Hello,
Welcome to LQ,
I tried the git clone command. I created a directory called "testing" in my home. Then I cd into the directory "testing" and ran:
Code:
$ git clone https://github.com/reverse-shell/routersploit
Cloning into 'routersploit'...
remote: Counting objects: 1017, done.
remote: Compressing objects: 100% (101/101), done.
remote: Total 1017 (delta 60), reused 0 (delta 0), pack-reused 916
Receiving objects: 100% (1017/1017), 213.80 KiB | 94.00 KiB/s, done.

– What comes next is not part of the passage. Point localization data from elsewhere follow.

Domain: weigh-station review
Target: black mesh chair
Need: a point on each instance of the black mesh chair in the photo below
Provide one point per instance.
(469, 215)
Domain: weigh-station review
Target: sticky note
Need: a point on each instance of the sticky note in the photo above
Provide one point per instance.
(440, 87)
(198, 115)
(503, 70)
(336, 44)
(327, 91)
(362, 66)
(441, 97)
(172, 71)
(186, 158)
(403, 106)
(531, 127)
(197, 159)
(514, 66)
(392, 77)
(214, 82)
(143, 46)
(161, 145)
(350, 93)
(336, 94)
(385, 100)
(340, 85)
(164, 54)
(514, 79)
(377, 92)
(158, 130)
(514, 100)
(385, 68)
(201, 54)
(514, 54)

Resolving deltas: 100% (681/681), done.
Checking connectivity... done.
$ ls -l
total 4.0K
drwxr-xr-x 4 aragorn aragorn 4.0K Apr 30 11:52 routersploit
$ cd routersploit ; ls -l
total 32K
-rw-r--r-- 1 aragorn aragorn 1.9K Apr 30 11:52 LICENSE
-rw-r--r-- 1 aragorn aragorn 11K Apr 30 11:52 README.md
-rw-r--r-- 1 aragorn aragorn 52 Apr 30 11:52 requirements.txt
drwxr-xr-x 5 aragorn aragorn 4.0K Apr 30 11:52 routersploit
-rwxr-xr-x 1 aragorn aragorn 205 Apr 30 11:52 rsf.py
-rw-r--r-- 1 aragorn aragorn 171 Apr 30 11:52 tox.ini
$ ./rsf.py
Note: $ is the prompt.
After doing the git clone, you get a directory routersploit which contains LICENSE, README.md, ... The important thing is that it contains an executable rsf.py, which you can execute quite simply.
So, you might have made a mistake in running the command as you are saying that you had to use mkdir and that you have a rsf.py directory.